Building on his remarks delivered to Virginia business leaders at the annual meeting of the GO Virginia Foundation months ago, wherein the GOP leader spoke on investing in higher education statewide, Speaker Cox remarked, “Amazon’s partnership with Virginia’s institutions of higher education, specifically Virginia Tech, [will] create a pipeline of tech talent is a model for collaboration between business and higher education.”
“This project will not only create thousands of new, high-paying jobs in Virginia, but it will also source a large portion of those new employees from our very own in-state talent. These are the kind of collaborative efforts between higher education and business that we must have if Virginia is going to succeed economically,” he added.
Led by Speaker Cox, the pro-business Republican majority in the General Assembly has spearheaded initiatives recently regarding regulatory reform packages, with more than 1,200 regulations identified for elimination. They have also provided a plan to alter the state’s federally-conforming tax code to allow for middle-class tax breaks following extraordinary tax collections and a windfall of over $500 million more in revenue than what was originally forecast, after the federal tax overhaul was signed into law last December. It challenges Governor Northam’s proposed refundable earned income tax credit (ETIC) for lower-income Virginians.
Speaker Cox said his majority saw the plan “as a tax increase on the middle class,” with over 60 percent of Virginians opposing the Democratic-led proposal.
Regardless, the speaker adds to the news of Amazon building one-half of its second headquarters in Northern Virginia, “In recent years, Virginia has strengthened its economic development oversight to include rigorous, post-performance evaluations. I’m pleased to see this is a performance oriented incentive agreement that includes provisions to protect taxpayer dollars and ensure all parties meet the objectives that have been outlined.”

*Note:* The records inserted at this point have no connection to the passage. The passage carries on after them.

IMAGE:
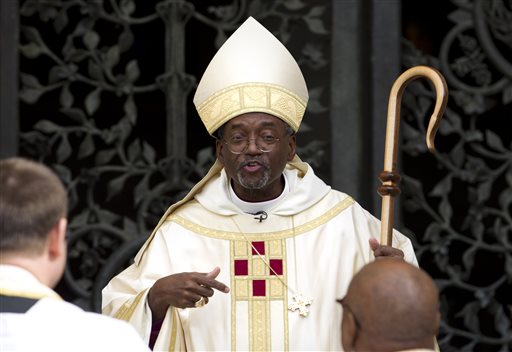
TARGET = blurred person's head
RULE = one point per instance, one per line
(390, 305)
(33, 213)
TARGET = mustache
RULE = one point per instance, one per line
(253, 161)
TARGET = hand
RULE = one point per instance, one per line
(384, 251)
(183, 290)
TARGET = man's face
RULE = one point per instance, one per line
(256, 174)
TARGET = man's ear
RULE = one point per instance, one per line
(292, 147)
(218, 150)
(57, 245)
(348, 331)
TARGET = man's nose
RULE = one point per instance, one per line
(252, 146)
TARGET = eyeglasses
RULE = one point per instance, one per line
(239, 145)
(347, 308)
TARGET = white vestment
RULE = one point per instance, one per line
(315, 239)
(54, 325)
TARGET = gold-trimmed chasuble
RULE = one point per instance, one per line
(259, 297)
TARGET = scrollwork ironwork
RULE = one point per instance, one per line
(465, 203)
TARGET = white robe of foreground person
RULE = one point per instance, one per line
(54, 325)
(314, 239)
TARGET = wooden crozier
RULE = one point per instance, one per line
(389, 177)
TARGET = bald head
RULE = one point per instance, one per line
(393, 304)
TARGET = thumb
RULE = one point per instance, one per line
(374, 244)
(214, 273)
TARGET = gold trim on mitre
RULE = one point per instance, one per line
(252, 97)
(252, 72)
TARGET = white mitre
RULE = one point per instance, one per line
(251, 72)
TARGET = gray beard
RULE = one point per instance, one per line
(262, 182)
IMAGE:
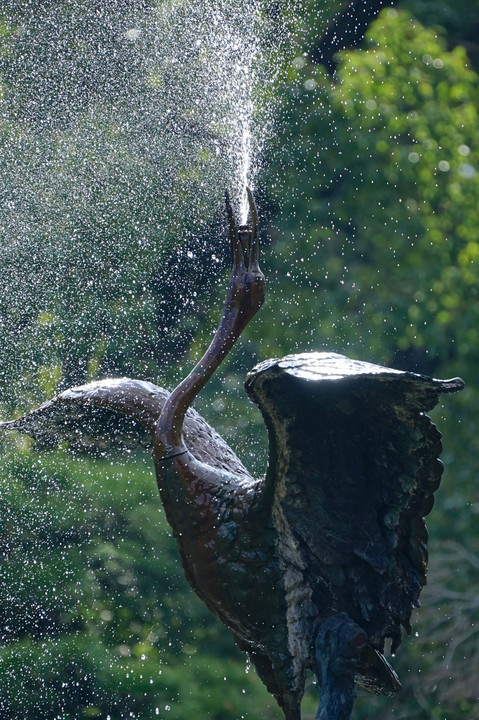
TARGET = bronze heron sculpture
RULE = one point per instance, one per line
(315, 565)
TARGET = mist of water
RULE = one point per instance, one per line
(121, 129)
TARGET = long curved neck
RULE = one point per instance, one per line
(232, 324)
(244, 298)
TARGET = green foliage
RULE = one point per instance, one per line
(97, 618)
(373, 192)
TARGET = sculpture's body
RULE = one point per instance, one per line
(315, 565)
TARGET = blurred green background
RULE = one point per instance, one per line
(368, 191)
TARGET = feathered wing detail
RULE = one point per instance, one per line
(119, 413)
(352, 471)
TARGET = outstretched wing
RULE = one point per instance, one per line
(352, 469)
(119, 413)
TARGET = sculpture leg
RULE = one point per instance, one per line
(337, 649)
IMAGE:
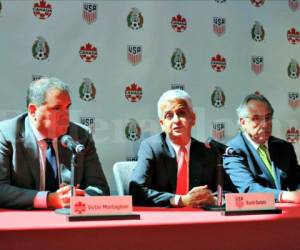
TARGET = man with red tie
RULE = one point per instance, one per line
(174, 169)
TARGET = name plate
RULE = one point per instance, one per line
(100, 205)
(249, 201)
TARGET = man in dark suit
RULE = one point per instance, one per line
(156, 179)
(266, 163)
(25, 142)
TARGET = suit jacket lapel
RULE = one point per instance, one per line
(30, 152)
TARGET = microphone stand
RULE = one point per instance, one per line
(74, 163)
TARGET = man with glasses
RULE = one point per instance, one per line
(266, 163)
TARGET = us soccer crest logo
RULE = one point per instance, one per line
(257, 3)
(293, 36)
(178, 60)
(293, 99)
(219, 25)
(258, 32)
(293, 69)
(218, 98)
(135, 19)
(40, 49)
(292, 135)
(42, 9)
(133, 130)
(134, 54)
(294, 4)
(88, 53)
(218, 131)
(257, 64)
(89, 122)
(218, 63)
(133, 93)
(87, 90)
(89, 12)
(178, 23)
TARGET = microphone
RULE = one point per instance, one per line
(68, 142)
(210, 142)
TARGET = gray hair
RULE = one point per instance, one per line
(242, 110)
(171, 95)
(36, 92)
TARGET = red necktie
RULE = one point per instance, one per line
(182, 174)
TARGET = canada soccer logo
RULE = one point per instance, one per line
(258, 32)
(257, 64)
(294, 4)
(133, 130)
(87, 90)
(42, 9)
(178, 60)
(292, 135)
(218, 63)
(178, 23)
(40, 49)
(135, 19)
(89, 12)
(133, 93)
(219, 25)
(293, 36)
(293, 98)
(257, 3)
(293, 69)
(218, 98)
(88, 53)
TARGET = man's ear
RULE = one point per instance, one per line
(31, 109)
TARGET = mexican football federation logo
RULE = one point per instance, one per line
(219, 25)
(257, 3)
(178, 23)
(87, 90)
(218, 130)
(292, 135)
(293, 99)
(133, 130)
(133, 92)
(89, 122)
(258, 32)
(42, 9)
(89, 12)
(293, 36)
(134, 54)
(88, 53)
(135, 19)
(218, 98)
(257, 64)
(294, 4)
(178, 60)
(40, 49)
(293, 69)
(218, 63)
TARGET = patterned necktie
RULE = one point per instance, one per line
(182, 186)
(262, 151)
(51, 168)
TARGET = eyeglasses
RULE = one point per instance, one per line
(260, 118)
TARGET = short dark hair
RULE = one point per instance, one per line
(36, 92)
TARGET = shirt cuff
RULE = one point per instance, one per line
(174, 201)
(40, 200)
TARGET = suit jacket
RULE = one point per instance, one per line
(249, 174)
(154, 178)
(20, 167)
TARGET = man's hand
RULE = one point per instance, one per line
(197, 197)
(61, 198)
(290, 196)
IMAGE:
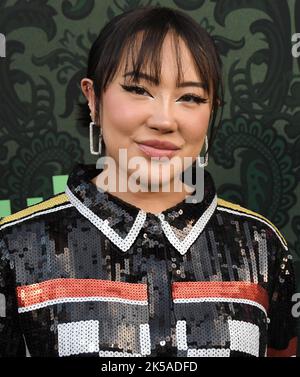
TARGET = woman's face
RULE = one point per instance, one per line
(179, 115)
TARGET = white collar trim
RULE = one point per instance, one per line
(125, 243)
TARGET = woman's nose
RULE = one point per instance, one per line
(163, 117)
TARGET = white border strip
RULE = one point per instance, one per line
(220, 299)
(123, 243)
(183, 246)
(80, 299)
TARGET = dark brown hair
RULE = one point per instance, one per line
(118, 39)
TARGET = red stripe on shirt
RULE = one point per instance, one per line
(221, 289)
(61, 288)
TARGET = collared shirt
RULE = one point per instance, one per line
(86, 273)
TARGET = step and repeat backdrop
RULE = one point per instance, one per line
(255, 160)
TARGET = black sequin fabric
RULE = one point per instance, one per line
(86, 273)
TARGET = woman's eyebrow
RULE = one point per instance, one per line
(147, 77)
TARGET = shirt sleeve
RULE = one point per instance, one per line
(11, 338)
(282, 327)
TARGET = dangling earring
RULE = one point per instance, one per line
(92, 124)
(206, 155)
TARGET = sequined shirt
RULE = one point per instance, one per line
(86, 273)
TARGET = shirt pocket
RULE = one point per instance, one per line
(99, 317)
(227, 318)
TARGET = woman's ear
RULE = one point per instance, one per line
(88, 91)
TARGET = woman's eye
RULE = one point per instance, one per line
(134, 89)
(196, 99)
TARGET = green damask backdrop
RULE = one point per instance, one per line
(255, 160)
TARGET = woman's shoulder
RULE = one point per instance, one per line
(36, 212)
(254, 219)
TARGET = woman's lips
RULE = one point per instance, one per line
(155, 152)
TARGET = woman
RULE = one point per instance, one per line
(105, 271)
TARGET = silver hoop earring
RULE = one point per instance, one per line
(206, 155)
(92, 124)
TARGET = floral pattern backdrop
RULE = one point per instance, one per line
(255, 160)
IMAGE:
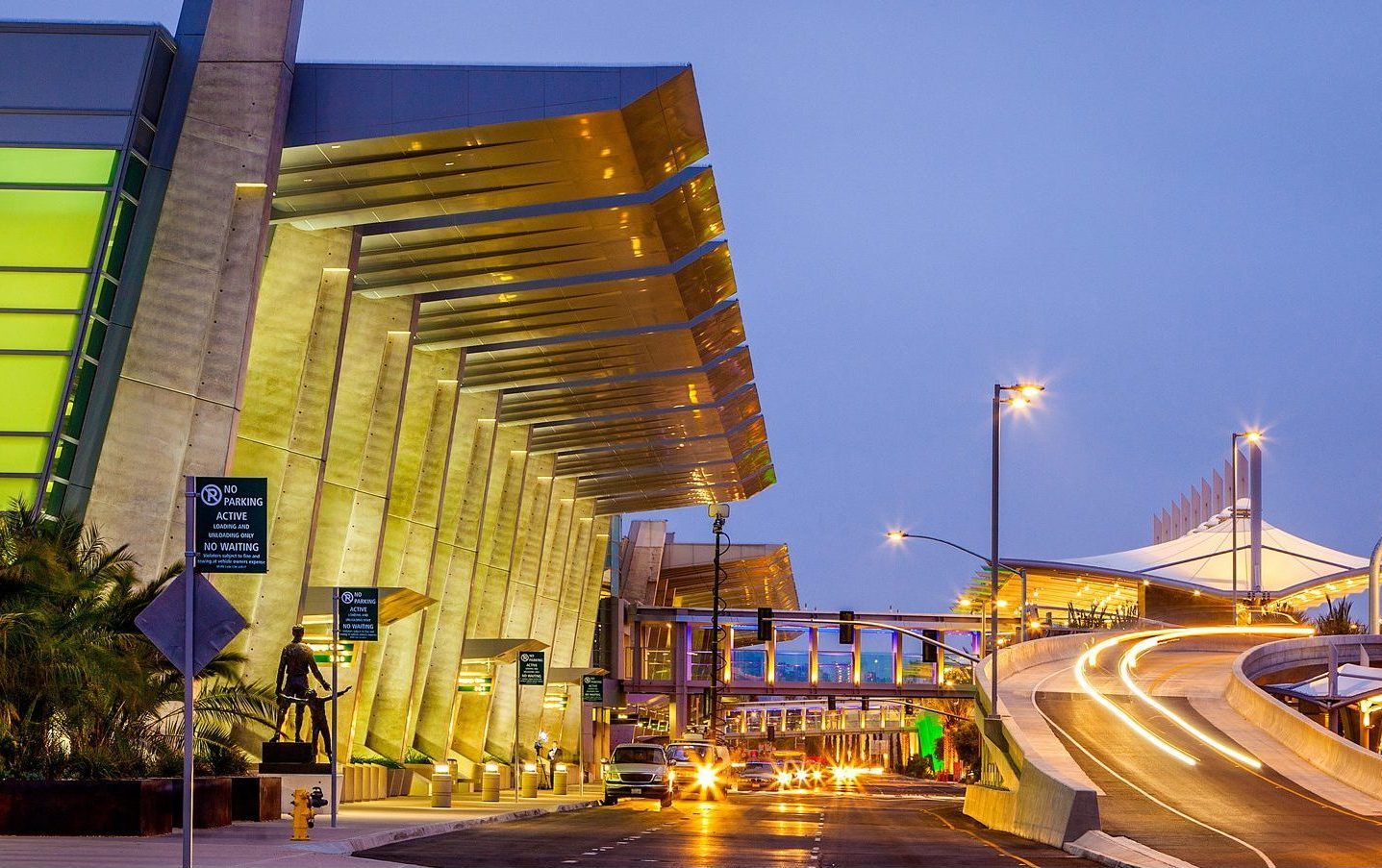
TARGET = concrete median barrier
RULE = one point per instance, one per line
(1043, 798)
(1328, 752)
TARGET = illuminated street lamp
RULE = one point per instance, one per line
(1018, 395)
(1252, 437)
(717, 511)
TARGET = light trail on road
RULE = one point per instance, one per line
(1129, 659)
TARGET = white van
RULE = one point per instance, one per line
(702, 769)
(638, 772)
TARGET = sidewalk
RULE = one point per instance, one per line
(361, 826)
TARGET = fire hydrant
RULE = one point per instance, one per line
(303, 814)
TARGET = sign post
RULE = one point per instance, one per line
(531, 671)
(354, 617)
(336, 656)
(227, 531)
(191, 508)
(591, 688)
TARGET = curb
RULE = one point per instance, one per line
(1119, 852)
(378, 839)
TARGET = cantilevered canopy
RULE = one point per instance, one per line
(1294, 570)
(569, 246)
(752, 577)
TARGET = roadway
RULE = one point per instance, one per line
(1219, 811)
(885, 821)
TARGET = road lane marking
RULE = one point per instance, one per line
(983, 840)
(1144, 794)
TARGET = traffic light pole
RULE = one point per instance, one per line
(716, 605)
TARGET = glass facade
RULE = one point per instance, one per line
(65, 216)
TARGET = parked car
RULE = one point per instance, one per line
(638, 772)
(758, 774)
(702, 769)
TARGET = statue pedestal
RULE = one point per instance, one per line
(290, 757)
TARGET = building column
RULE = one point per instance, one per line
(290, 384)
(454, 571)
(411, 536)
(187, 356)
(484, 618)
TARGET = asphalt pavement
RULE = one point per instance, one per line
(1218, 813)
(882, 823)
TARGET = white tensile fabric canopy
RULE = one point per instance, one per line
(1202, 558)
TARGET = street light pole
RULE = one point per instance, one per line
(1021, 395)
(718, 511)
(1233, 510)
(993, 549)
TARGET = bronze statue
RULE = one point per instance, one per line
(321, 728)
(294, 663)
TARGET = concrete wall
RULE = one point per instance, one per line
(187, 354)
(1328, 752)
(1041, 796)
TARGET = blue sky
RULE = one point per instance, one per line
(1168, 211)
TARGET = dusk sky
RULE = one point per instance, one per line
(1169, 213)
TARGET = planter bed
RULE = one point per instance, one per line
(85, 807)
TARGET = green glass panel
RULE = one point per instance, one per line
(43, 289)
(38, 331)
(75, 413)
(56, 166)
(34, 391)
(63, 458)
(22, 454)
(105, 297)
(53, 501)
(50, 228)
(95, 337)
(119, 238)
(135, 172)
(14, 489)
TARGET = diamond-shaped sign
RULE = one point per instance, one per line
(214, 621)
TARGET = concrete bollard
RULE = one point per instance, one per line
(490, 782)
(441, 785)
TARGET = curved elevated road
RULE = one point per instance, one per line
(1220, 811)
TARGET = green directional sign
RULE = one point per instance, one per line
(591, 688)
(532, 668)
(929, 732)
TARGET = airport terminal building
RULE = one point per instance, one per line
(462, 318)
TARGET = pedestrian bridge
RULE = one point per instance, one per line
(802, 717)
(664, 650)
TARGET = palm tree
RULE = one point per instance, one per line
(83, 693)
(1337, 618)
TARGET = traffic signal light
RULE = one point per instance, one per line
(846, 628)
(765, 624)
(927, 649)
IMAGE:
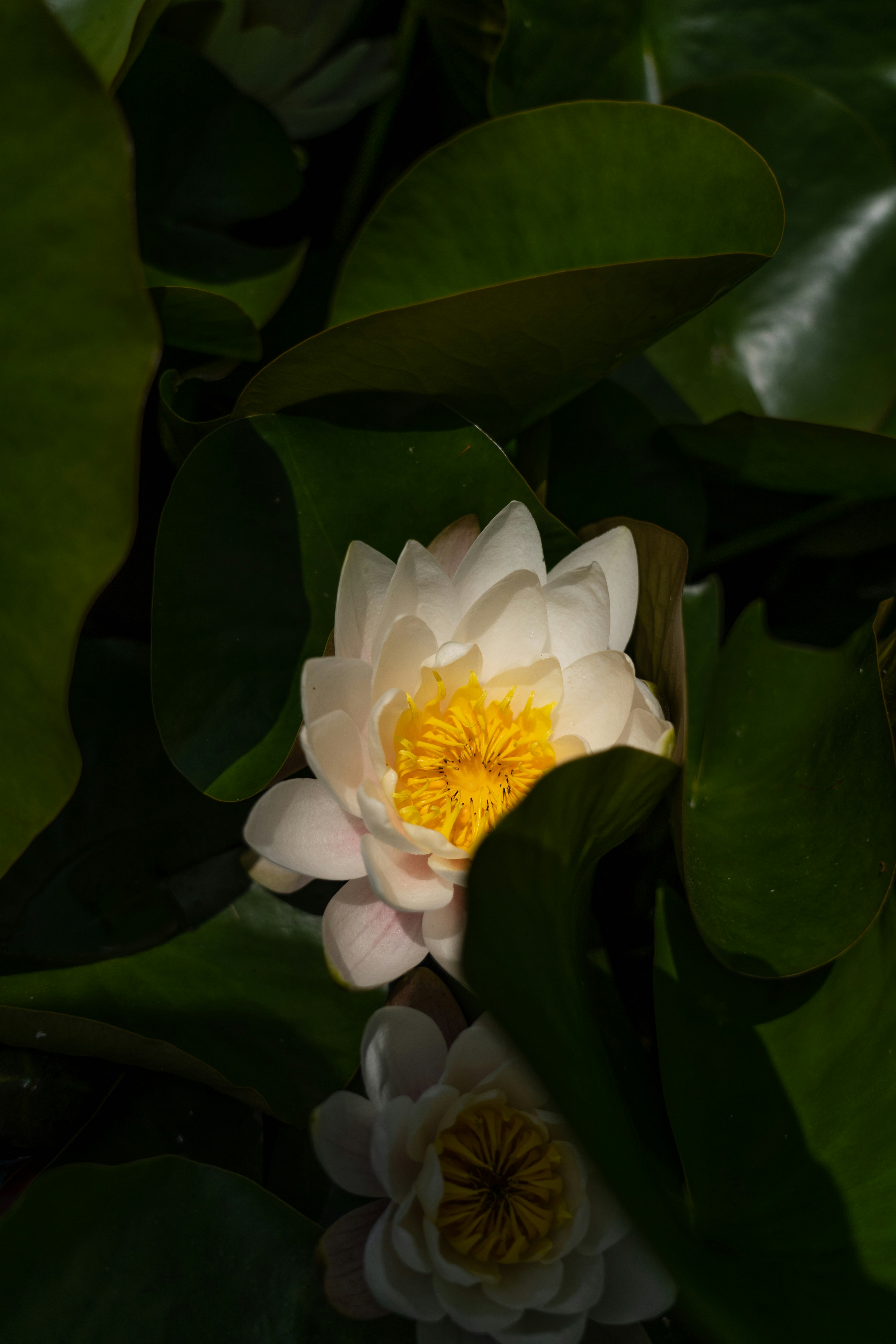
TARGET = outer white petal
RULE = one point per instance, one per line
(444, 933)
(336, 685)
(404, 881)
(366, 943)
(359, 601)
(597, 700)
(511, 542)
(394, 1170)
(453, 542)
(578, 614)
(409, 643)
(637, 1286)
(510, 623)
(392, 1283)
(420, 588)
(404, 1053)
(338, 756)
(381, 818)
(543, 681)
(342, 1132)
(299, 825)
(617, 556)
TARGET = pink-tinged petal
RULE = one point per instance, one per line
(578, 614)
(359, 601)
(338, 756)
(617, 556)
(342, 1132)
(420, 588)
(299, 825)
(381, 818)
(343, 1255)
(510, 623)
(404, 881)
(404, 1053)
(396, 1170)
(276, 878)
(637, 1286)
(511, 542)
(444, 933)
(336, 685)
(543, 681)
(406, 648)
(597, 700)
(393, 1284)
(453, 542)
(366, 943)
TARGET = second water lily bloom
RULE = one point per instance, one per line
(461, 675)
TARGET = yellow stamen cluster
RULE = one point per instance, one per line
(460, 769)
(503, 1189)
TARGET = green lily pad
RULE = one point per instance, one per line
(520, 263)
(81, 343)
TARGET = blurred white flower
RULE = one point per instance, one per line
(461, 677)
(489, 1220)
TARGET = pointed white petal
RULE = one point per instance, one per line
(359, 601)
(511, 542)
(366, 943)
(299, 825)
(597, 700)
(342, 1132)
(404, 1053)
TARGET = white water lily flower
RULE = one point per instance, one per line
(489, 1220)
(463, 674)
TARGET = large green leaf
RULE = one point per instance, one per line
(514, 267)
(250, 550)
(781, 1100)
(166, 1249)
(245, 1005)
(80, 347)
(812, 338)
(790, 821)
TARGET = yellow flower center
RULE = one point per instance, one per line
(460, 769)
(503, 1189)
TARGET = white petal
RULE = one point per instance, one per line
(366, 943)
(420, 588)
(578, 614)
(381, 818)
(511, 542)
(342, 1132)
(359, 601)
(394, 1170)
(338, 756)
(597, 700)
(637, 1286)
(392, 1283)
(336, 685)
(453, 542)
(406, 647)
(404, 881)
(444, 933)
(617, 556)
(404, 1053)
(543, 681)
(299, 825)
(510, 623)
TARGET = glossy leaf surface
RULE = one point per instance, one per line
(812, 338)
(585, 230)
(245, 1005)
(790, 823)
(250, 552)
(81, 346)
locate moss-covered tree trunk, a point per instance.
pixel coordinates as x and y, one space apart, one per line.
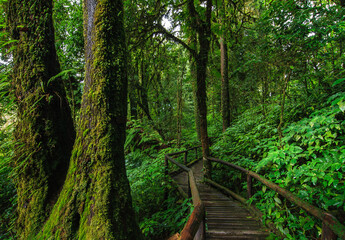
95 202
225 83
44 132
203 28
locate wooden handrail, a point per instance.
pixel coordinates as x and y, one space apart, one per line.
328 220
194 228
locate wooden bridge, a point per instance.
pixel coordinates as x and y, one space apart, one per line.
219 216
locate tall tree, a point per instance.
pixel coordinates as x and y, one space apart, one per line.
200 23
95 202
44 132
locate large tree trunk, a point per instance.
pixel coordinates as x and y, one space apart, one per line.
225 84
95 202
44 132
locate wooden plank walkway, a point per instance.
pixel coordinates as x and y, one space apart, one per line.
225 217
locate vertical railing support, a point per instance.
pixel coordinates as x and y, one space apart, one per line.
166 170
185 157
249 186
327 233
166 165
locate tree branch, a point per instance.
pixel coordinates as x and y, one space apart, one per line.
172 37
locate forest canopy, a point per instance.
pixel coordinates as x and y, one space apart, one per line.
94 93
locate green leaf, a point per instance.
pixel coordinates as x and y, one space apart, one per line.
314 180
277 200
338 81
341 105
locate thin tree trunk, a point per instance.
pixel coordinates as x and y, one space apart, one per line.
179 107
95 202
44 132
196 110
225 84
203 28
282 106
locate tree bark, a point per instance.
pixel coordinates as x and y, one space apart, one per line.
203 28
44 132
196 110
225 84
95 202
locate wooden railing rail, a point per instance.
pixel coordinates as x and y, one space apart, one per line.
330 225
195 226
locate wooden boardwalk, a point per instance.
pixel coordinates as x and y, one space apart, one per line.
225 217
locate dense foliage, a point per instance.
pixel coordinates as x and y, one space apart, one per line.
286 104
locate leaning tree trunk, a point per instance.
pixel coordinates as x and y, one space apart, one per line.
95 202
44 132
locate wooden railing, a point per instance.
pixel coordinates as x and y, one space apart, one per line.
195 226
331 227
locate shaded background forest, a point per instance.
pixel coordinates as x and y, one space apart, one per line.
285 62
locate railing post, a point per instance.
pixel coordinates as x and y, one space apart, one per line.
189 190
327 233
166 165
249 186
166 170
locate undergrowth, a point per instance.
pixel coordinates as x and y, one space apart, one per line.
309 161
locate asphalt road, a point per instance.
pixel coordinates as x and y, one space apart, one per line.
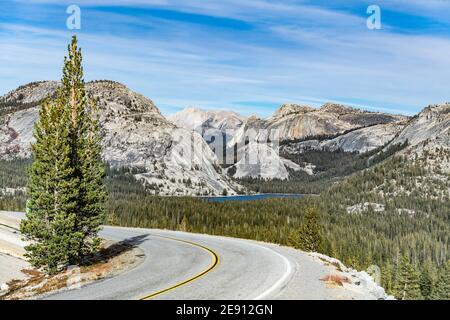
181 265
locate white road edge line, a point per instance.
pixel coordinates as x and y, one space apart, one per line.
281 280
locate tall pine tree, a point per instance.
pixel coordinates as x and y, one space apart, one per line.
407 282
441 290
310 234
66 193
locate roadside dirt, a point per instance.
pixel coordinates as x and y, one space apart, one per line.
113 259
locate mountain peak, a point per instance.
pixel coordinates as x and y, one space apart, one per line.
339 109
291 108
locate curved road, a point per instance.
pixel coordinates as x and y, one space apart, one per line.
182 265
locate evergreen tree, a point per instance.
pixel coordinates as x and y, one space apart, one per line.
66 193
407 285
441 290
310 237
426 281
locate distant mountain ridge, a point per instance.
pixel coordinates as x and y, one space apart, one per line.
135 134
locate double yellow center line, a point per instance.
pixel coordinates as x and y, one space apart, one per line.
215 262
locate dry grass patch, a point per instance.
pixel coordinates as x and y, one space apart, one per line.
336 280
112 259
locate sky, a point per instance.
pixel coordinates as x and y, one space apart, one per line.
247 56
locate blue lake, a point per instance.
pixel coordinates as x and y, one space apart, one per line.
260 196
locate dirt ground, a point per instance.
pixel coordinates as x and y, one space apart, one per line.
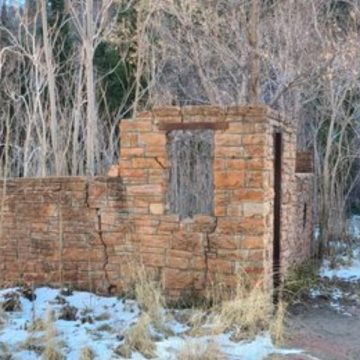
326 326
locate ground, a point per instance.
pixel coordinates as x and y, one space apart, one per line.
322 323
325 324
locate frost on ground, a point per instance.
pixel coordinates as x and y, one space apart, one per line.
348 271
78 323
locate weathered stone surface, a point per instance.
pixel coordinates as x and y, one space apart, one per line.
91 232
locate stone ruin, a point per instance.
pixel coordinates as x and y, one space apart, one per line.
199 193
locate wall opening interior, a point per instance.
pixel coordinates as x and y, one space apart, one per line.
278 148
191 185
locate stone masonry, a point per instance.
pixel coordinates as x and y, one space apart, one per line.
85 232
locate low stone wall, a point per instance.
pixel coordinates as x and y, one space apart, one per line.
61 231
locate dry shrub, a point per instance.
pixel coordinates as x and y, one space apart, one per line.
138 338
200 351
277 324
87 354
245 312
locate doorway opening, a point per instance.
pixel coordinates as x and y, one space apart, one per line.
277 213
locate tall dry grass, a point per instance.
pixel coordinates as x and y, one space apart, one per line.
52 350
138 338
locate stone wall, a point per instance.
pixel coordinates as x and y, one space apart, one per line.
305 246
61 231
86 232
239 234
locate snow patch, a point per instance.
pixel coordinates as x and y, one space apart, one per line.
112 316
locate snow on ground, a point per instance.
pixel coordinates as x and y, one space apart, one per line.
348 272
99 324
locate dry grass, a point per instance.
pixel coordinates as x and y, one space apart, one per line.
244 312
5 353
3 317
87 354
52 349
138 338
37 325
277 324
200 351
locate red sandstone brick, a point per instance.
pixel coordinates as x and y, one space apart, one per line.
144 189
195 110
179 254
236 164
198 263
225 180
187 242
135 126
254 179
161 241
177 263
181 279
156 151
129 140
132 152
166 111
257 139
147 163
150 259
252 242
152 139
226 139
220 241
220 266
254 150
248 195
230 152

“Amazon has long been a valued corporate citizen in the Commonwealth of Virginia. I welcome this expansion and look forward to continuing our partnership through this new venture,” Speaker Cox said. Nevertheless, he also explained that the “House of Delegates must thoroughly review the parameters of this agreement during the 2019 session to ensure that every aspect of this agreement is beneficial to both Amazon and Virginia.”